This past weekend, approximately 1.5 thousand Brazilians who are temporarily employed in Japan took fundamental and secondary school equivalence exams, which were administered in the provinces of Gunma, Kanagawa, Mie, and Shizuoka.
According to the Ministry of Education, of the 1,577 people enrolled, 502 took exams at the fundamental school level, and 1,075, at the secondary school level.
The exams, which have been offered for the last six years by the Ministries of Education and Foreign Relations, in partnership with the Paraná State Secretariat of Education, are intended to encourage Brazilians to study while they are in Japan.
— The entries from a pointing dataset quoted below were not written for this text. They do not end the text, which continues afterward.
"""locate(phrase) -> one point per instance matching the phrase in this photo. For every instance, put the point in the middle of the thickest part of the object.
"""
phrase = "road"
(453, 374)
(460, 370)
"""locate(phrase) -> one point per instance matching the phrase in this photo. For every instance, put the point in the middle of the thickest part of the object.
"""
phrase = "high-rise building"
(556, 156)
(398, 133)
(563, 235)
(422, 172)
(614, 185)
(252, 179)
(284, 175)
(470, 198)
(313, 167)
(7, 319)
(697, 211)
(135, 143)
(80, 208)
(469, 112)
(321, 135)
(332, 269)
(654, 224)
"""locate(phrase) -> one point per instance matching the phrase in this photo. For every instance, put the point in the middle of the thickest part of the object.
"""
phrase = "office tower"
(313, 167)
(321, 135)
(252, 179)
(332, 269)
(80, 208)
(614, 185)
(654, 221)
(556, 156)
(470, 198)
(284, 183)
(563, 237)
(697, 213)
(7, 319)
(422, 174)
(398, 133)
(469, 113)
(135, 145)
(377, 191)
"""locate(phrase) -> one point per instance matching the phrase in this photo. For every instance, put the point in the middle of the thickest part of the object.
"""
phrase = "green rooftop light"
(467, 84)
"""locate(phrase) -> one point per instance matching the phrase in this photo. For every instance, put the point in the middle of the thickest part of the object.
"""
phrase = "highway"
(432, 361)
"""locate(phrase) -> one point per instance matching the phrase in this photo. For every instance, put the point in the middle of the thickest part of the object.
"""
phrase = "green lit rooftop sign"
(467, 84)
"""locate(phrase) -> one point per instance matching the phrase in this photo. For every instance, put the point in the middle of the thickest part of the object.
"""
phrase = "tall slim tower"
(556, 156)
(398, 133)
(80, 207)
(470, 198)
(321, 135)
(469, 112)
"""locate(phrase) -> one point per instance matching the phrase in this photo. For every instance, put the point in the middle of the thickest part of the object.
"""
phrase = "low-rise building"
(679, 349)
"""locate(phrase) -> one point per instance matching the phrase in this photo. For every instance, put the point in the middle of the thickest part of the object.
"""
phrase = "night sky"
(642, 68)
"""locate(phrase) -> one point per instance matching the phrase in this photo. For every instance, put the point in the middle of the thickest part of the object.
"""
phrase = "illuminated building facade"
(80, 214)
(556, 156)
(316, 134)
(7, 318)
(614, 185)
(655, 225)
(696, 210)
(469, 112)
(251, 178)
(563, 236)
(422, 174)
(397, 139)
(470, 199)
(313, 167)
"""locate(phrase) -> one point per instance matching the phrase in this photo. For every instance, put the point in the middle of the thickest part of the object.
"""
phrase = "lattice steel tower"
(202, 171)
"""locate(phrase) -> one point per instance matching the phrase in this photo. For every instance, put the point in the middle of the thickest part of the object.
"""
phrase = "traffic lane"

The idea is to prepare the Dekaseguis so that, when they return to Brazil, they are prepared to take professional, technological, or university courses.
Dekaseguis or Dekasegis are children of Japanese who have gone back temporarily to Japan on a working visa. Most of them come from Brazil, but there are also Peruvian and American Dekaseguis.
Japan has the third largest Brazilian community abroad, exceeded only by the United States and Paraguay.
There are currently around 240 thousand Brazilians temporarily employed in Japan; approximately 40 thousand of them are of school age.
To satisfy the requests of Brazilian workers in Japan, the Brazilian government set up a pilot project in 1999 with the Paraná State Secretariat of Education to offer equivalence exams.